User Behavior: Vibes over Benchmarks
For individual users, particularly in creative and companionship AI, model choice is often based on “Vibes” and preference rather than performance benchmarks (MML or price) [02:30:00]. In these communities, models with different “flavors” emerge frequently, and users may return to “old favorites” for their specific charms [11:52:00].
Key Use Cases and Their Impact on Stability
Based on platform usage data, AI models are commonly used for:
- Creativity and Companionship (30-40% of traffic): Includes creative writing (e.g., Novel Crafter), role-playing, companionship (e.g., Spicy Chat, Soul Haven), and to a lesser extent, therapy and journaling [07:32:00]. This segment is characterized by rapid model changes driven by “Vibes” rather than strict performance metrics [10:52:00].
- Coding Co-pilot and Agents (20-30% of traffic): Covers auto-completion tools (like GitHub Co-pilot) and agentic coding workflows [13:05:00]. While auto-completion is largely solved, the focus is shifting to “nearly autonomous agents with lots of clarifying questions” and human intervention [14:07:00]. This “Vibe coding” generates significantly more token traffic than companionship models [14:31:00]. Projects like Continue and Klon help achieve similar experiences to commercial models using open-source alternatives [16:02:00].
- ComfyUI and Friends (Approx. 5% of traffic): Used for complex AI generation workflows, particularly in image diffusion [16:40:00]. These graph-style UIs are used by non-developers like musicians and lawyers [16:57:00].
- Write/Check (ChatGPT clones) (Approx. 20% of traffic): General-purpose AI usage for writing and checking tasks [17:53:00].
- Agents and Workflow Automation (10-20% of traffic): This category is split into workflow automation with human oversight (“human escape hatches”) and fully automated agents [18:57:00].
Scaling AI Agents in Production with Reliability
When scaling AI solutions in production, especially for enterprise use, maximizing ROI and minimizing negative impact are top priorities [19:10:00]. A common strategy involves building automation systems with built-in human escape hatches, allowing humans to take control when needed [19:37:00]. For example, an AI agent might draft 80-90% of email responses, with a human reviewing and finalizing before sending [20:21:00]. This approach builds confidence, allows for incremental automation of reliable use cases, and prevents catastrophic failures that could postpone AI adoption [21:07:00].
Fully automated, 100% reliable agentic agents for production environments are considered a mythical category that “does not exist” [22:47:00]. The recommended mindset for building AI into production is to solve for the 80% with escape hatches, iteratively improving reliability from there [23:05:00]. This incremental approach, similar to software reliability engineering, can achieve high reliability (e.g., 99.998%) without the risks of an all-or-nothing launch [24:11:00].

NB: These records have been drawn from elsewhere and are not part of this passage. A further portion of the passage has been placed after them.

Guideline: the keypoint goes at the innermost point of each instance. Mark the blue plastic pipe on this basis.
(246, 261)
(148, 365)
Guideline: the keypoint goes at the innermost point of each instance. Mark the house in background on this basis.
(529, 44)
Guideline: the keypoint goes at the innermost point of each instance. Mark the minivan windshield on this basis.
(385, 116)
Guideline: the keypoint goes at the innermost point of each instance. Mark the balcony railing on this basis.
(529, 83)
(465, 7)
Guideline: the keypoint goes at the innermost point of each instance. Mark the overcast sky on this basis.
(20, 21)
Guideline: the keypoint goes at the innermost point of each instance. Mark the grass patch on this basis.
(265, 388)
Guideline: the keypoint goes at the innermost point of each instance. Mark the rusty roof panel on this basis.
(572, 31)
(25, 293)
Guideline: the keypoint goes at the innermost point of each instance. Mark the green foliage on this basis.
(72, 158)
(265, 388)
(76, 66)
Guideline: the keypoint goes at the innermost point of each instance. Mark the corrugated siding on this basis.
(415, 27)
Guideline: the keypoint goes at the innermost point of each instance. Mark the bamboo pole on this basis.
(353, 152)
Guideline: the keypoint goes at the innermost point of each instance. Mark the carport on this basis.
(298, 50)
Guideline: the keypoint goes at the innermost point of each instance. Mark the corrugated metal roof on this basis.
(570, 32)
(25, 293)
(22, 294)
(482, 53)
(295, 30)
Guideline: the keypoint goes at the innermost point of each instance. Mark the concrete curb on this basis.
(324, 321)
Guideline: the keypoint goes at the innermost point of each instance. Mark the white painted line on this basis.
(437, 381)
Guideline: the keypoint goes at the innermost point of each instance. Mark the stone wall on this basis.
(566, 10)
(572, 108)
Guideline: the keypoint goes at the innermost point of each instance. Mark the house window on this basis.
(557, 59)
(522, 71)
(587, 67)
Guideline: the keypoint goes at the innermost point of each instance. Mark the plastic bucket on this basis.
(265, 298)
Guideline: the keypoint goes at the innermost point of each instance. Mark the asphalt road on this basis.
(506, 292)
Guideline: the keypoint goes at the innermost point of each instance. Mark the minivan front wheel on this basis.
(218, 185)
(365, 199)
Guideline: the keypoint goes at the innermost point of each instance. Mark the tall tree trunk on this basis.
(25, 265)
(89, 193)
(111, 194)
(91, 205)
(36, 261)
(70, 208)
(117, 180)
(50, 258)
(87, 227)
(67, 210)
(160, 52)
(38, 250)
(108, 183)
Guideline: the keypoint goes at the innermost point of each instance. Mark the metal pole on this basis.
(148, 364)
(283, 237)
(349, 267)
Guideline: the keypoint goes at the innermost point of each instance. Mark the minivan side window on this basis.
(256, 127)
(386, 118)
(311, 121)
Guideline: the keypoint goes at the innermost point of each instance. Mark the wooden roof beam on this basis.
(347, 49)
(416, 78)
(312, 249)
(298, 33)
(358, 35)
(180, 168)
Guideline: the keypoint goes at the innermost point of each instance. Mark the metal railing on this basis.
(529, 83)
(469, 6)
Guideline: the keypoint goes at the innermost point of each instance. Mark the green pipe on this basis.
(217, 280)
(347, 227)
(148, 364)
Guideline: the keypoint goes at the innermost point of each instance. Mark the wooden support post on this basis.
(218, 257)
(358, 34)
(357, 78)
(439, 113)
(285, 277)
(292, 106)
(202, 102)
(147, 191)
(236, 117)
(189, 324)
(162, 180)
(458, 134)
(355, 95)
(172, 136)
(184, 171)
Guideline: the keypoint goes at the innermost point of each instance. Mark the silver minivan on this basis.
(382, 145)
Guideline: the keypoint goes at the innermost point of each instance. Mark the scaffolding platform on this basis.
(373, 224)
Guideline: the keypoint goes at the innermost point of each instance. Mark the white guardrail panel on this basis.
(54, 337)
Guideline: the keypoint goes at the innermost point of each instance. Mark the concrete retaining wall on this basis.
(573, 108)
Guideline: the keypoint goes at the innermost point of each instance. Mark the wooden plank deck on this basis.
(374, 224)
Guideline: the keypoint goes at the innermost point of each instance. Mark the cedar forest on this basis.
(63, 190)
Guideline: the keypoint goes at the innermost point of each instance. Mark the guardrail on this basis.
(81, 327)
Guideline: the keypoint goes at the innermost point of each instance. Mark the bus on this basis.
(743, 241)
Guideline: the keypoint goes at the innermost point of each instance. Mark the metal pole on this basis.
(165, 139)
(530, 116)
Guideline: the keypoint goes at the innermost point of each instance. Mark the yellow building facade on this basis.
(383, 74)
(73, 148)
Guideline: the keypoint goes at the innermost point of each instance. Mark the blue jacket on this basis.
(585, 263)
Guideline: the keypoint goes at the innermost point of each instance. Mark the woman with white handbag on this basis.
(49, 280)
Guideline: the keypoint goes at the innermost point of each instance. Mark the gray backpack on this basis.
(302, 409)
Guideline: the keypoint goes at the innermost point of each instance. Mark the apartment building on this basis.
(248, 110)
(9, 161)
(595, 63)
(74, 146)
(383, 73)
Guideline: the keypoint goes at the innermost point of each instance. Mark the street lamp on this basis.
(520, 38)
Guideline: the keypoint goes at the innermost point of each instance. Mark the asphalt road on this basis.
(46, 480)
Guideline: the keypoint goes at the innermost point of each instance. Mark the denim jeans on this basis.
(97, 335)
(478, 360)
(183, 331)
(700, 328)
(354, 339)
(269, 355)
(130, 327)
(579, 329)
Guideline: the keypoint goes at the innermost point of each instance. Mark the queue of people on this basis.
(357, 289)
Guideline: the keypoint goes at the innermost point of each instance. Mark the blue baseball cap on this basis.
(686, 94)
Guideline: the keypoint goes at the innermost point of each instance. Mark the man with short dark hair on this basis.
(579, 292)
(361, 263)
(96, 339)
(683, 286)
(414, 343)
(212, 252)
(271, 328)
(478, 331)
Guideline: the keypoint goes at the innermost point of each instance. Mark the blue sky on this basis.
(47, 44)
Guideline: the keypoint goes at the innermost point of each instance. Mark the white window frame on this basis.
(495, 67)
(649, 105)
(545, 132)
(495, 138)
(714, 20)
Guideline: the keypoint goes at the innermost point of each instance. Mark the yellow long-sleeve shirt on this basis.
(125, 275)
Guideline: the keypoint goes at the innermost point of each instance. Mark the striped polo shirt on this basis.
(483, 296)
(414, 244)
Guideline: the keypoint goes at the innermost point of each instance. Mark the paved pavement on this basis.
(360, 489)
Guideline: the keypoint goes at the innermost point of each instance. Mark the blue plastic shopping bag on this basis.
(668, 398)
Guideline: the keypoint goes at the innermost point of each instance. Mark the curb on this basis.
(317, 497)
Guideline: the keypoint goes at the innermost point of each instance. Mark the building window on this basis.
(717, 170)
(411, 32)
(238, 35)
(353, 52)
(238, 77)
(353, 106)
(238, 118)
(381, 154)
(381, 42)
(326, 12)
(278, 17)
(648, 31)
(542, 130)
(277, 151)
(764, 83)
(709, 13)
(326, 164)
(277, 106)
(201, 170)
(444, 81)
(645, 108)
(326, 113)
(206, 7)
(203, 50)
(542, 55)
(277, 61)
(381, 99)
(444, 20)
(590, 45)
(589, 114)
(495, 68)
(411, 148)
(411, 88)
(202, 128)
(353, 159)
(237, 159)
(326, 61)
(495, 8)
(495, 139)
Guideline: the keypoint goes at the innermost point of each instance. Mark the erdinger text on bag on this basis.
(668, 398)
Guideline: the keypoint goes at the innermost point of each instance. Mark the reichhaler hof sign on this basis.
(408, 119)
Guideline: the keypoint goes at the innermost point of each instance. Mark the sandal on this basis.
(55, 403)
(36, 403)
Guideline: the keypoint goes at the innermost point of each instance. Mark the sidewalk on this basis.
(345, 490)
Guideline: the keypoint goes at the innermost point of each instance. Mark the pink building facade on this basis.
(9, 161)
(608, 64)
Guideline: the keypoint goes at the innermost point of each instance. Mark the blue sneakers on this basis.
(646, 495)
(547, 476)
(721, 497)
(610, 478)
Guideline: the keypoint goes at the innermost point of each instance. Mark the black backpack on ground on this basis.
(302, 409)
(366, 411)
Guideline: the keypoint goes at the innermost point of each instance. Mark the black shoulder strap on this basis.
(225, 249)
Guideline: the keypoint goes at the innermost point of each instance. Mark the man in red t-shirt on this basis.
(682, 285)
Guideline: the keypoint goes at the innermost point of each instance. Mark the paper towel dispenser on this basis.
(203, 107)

Challenges with early AI models and improvements
The speaker notes that many current AI models are not 100% reliable and can hallucinate or fail [27:24:00]. This highlights the ongoing need for robustness and coverage in AI models, especially for critical tasks.
The Future of AI and Benchmarks
As the average AI model surpasses the MML (Multi-task Language Understanding) capabilities of an average office worker, traditional benchmarks are losing their meaning [27:01:00]. The focus is shifting towards exploring linear transformer models as a means of “persisting memories, customization, and improving reliability for future AI models to make useful AI agents” [27:33:00].
Quirky, a 72-billion parameter linear Transformer and attention Transformer hybrid, is presented as an example of a new architecture that runs at less than half the GPU compute cost of other Transformer models, aiming to provide alternatives with lower inference costs [26:22:00]. It cost only 10 million [26:52:00].